The formulation method was assessed by observation of precipitation upon mixing after the last component was added. Formulation stability is shown in Table XV. Stability is indicated as an o and instability or precipitation is indicated as an x. Method C yields a stable silver based formulation with a VI:silver molar ratio of 4.9:1 and an ammonia:metal molar ratio of 6.8:1.

TABLE XIV
Recipe                   Formulation 34
Silver Nitrate (50%) (g) 0.31
Ammonium Hydroxide (g)   0.38
Polymer (g)              2.97
DI water (g)             6.33

TABLE XV
Example 34
Method A x
Method B x
Method C o

Comparative Example 35: Method to Formulate Antimicrobial Composition

Silver containing antimicrobial formulations were prepared using the following three order of addition methods with respective quantities listed in Table XVI with and without stirring:

Method A) Polymer 1 diluted to 21% solids, aqueous silver nitrate solution, ammonium hydroxide, DI water;
Method B) Polymer 1 diluted to 21% solids, ammonium hydroxide, aqueous silver nitrate solution, DI water;
Method C) Aqueous silver nitrate solution, ammonium hydroxide, polymer 1 diluted to 21% solids, DI water.

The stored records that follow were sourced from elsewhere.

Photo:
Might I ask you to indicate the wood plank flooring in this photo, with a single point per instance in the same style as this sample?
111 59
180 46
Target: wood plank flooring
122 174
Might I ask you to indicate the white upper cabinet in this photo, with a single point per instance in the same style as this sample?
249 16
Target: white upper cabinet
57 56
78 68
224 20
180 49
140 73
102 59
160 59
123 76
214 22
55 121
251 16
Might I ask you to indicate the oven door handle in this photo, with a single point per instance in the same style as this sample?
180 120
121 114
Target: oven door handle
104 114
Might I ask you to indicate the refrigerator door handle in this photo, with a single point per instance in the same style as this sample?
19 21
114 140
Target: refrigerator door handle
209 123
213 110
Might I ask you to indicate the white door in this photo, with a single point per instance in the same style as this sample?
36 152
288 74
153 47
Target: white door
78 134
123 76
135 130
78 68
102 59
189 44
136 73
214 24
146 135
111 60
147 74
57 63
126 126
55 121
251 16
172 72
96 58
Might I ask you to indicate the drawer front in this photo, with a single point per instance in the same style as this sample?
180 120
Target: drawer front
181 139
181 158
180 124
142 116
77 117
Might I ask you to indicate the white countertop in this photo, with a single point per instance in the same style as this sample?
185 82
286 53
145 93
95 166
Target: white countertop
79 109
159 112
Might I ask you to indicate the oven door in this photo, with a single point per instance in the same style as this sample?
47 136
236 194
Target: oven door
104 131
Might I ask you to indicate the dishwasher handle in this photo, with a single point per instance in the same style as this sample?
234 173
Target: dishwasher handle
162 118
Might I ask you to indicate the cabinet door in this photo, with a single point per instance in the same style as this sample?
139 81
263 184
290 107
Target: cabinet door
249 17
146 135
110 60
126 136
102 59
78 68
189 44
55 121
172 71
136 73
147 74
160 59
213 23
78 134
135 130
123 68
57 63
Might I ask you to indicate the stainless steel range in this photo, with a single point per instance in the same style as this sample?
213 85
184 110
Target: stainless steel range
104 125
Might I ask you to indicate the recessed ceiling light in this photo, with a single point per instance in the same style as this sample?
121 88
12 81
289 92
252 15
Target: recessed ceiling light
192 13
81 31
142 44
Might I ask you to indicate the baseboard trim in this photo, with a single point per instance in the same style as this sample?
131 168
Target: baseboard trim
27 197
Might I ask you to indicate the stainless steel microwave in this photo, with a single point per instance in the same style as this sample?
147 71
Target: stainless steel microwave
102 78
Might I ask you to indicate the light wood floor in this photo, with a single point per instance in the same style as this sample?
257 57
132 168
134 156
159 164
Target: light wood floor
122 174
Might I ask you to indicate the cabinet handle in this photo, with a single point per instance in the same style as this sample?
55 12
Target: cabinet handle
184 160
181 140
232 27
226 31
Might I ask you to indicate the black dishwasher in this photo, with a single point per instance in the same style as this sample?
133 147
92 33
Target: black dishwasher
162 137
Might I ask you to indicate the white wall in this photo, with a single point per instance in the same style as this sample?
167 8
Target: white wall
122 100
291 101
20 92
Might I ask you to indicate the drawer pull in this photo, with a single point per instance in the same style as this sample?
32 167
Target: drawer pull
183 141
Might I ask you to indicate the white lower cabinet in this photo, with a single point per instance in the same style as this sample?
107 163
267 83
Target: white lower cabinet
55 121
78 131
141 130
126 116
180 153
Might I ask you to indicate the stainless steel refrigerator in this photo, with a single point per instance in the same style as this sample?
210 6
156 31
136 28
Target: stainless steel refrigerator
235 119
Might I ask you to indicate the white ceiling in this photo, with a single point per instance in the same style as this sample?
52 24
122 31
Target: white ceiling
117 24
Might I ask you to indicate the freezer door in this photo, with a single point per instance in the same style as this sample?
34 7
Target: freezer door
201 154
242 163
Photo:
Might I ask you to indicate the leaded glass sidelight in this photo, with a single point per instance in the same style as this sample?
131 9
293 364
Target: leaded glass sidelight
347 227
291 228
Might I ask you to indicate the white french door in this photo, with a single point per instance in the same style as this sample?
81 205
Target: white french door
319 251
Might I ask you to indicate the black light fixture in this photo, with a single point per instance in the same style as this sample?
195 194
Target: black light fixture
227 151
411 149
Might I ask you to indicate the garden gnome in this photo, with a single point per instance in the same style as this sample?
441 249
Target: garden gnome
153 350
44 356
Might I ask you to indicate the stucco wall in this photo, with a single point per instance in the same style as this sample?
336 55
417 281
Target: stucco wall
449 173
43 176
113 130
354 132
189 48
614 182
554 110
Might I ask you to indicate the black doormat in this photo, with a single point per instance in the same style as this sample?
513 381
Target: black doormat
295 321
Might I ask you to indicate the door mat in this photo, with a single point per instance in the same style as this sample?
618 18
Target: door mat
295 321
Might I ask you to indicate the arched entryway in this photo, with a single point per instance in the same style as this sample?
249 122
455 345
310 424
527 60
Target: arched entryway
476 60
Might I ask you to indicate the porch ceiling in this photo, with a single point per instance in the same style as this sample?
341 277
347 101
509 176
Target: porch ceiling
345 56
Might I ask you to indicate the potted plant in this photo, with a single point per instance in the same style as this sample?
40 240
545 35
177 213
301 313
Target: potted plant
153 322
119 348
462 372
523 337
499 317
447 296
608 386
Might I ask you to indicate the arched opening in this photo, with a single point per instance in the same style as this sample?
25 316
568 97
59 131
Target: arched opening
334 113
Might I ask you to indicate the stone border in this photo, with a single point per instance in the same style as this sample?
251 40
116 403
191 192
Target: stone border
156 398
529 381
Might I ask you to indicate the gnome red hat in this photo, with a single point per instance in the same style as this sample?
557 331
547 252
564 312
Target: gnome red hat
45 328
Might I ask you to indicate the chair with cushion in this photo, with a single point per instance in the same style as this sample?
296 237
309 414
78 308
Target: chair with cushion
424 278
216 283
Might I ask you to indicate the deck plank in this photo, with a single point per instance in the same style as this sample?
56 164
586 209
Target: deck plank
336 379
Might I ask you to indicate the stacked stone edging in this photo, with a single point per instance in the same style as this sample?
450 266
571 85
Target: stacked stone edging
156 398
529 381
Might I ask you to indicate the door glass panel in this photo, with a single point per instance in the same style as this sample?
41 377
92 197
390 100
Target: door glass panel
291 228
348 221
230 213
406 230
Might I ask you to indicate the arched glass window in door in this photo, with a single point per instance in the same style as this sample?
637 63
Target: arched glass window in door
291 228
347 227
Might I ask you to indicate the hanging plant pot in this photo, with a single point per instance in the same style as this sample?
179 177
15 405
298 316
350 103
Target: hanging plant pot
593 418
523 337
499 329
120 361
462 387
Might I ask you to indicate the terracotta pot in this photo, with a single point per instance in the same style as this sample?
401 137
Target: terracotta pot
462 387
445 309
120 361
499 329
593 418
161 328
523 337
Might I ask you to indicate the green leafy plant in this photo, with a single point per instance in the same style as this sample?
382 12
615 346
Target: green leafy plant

The formulation method was assessed by observation of precipitation upon mixing after the last component was added. Formulation stability is shown in Table XVII. Stability is indicated as an o and instability or precipitation is indicated as an x. Method C yields a stable formulation.

TABLE XVI
Recipe                   Formulation 35
Silver Nitrate (50%) (g) 0.90
Ammonium Hydroxide (g)   2.0
Polymer (g)              10.0

	TABLE XVII
	Example 35 No Stirring	Example 35Stirring
	Method A	x	x
	Method B	x	x
	Method C	o	o

Claims

1. A method for preparing a stable formulation comprising:

ii) providing a solution of: a) a salt of a metal; b) a nitrogen containing base; and c) water

ii) mixing the solution with a polymer wherein the polymer contains metal ion ligands.

2. The method of claim 1 wherein the metal is selected from copper, silver, gold, tin, zinc and combinations thereof.

3. The method of claim 2 wherein the metal is silver.

4. The method of claim 1 wherein the nitrogen containing base is ammonium hydroxide.

5. The method of claim 1 wherein the nitrogen containing base is a primary amine.

6. The method of claim 1 wherein water is added to the polymer.

7. The method of claim 1 wherein water is added after the polymer is mixed with the solution.